Macrophage polarization toward an M2 phenotype can drive tumor progression, and exosomes are able to alter polarization toward tumor-associated macrophages. Exosomes carry gp130, which induces STAT3 signaling through IL-6 upregulation. STAT3 signaling is a pro-oncogenic pathway that promotes tumor growth and metastasis while inhibiting cell-cycle arrest and apoptosis. Consequently, STAT3 induces EMT, resulting in tumor invasion, poor prognosis, and chemoresistance. Additionally, exosomes containing STAT3 also carry MMP-2, MMP-9, and cyclin D1, thereby promoting cellular proliferation and tumor invasion in breast cancer [249].

Exosomes also transport essential elements that induce EMT, including TGF-β, IL-6, β-catenin, HIF-1α, caveolin-1, and nucleic acids such as microRNAs. During EMT, the ECM undergoes degradation, and tumor cells lose epithelial characteristics and transition to a mesenchymal phenotype, becoming aggressive and invasive. Moreover, tumor-derived exosomes also induce vascular formation and angiogenesis through activation of the VEGF signaling pathway, as they transport several angiogenic factors, including fibroblast growth factor (FGF), TGF-β, TNF-α, IL-8, and platelet-derived growth factor (PDGF) [220,338].

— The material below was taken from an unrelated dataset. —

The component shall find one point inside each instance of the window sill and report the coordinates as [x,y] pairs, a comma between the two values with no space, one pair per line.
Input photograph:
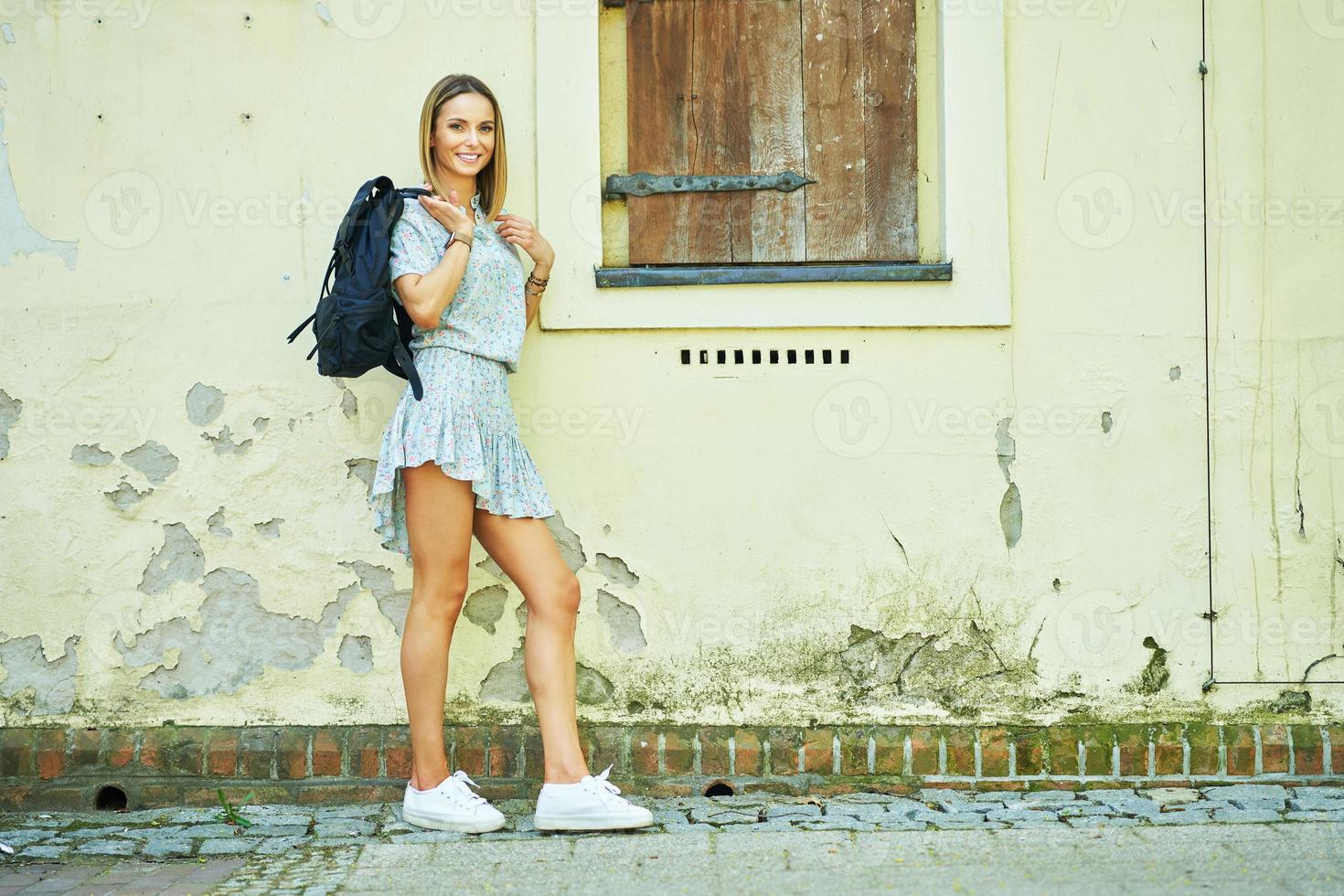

4. Conclusions and Translational Implications and Future Research

This comprehensive review successfully achieved its objective by systematically consolidating the most recent evidence positioning collagen not merely as a physical scaffold, but as a central, bioactive regulator of tumor progression and therapeutic response modulation in breast adenocarcinoma. The synthesis of findings reinforces the emerging oncological paradigm: the extracellular matrix (ECM)-rich tumor microenvironment (TME) is a crucial determinant, and stromal manipulation is essential for overcoming intrinsic therapeutic failure. The in-depth analysis revealed that alterations in collagen architecture, namely increased stiffness (fibrosis), COL1A1 hyper-deposition, and the perpendicular alignment of fibers (TACS-3) at tumor margins, function as powerful accelerators of malignancy. These structural modifications orchestrate a pro-tumoral milieu through biomechanical signaling (e.g., integrin/PI3K/Akt and TGF-β/YAP pathways) that drives Epithelial–Mesenchymal Transition (EMT), invasion, and metastatic dissemination. Crucially, from a biopharmaceutical perspective, the dense and reticulated stroma imposes a significant physical barrier to the efficient penetration and diffusion of chemotherapeutics and immune agents, fostering intrinsic drug resistance.

From a translational perspective, this review validates collagen as a potent prognostic biomarker and a highly promising therapeutic target. The future treatment of breast cancer in fibrotic tumors necessitates adjuvant strategies aimed at disarming the collagenous matrix, either by inhibiting cross-linking enzymes (such as LOX and LOXL2) or by modulating tumor mechanoreactivity. Therefore, these biological insights provide the essential parameters for the pharmaceutical industry to develop next-generation delivery platforms. We advocate that future investigations prioritize: 1) the clinical validation of collagen biosynthesis and cross-linking inhibitors in combination with standard chemotherapy and immunotherapy regimens; and 2) the development of advanced 3D-bioprinted tumor models that faithfully recapitulate the mechanical properties of the ECM, providing a more accurate platform for pharmacological screening and the study of drug transport kinetics. In summary, by focusing on stromal biology, this study charts an unequivocal course toward the enhancement of prognosis and therapeutic efficacy in breast cancer, shifting the exclusive focus from the tumor cell to a more integral approach that encompasses the 3D microenvironment architecture that sustains it.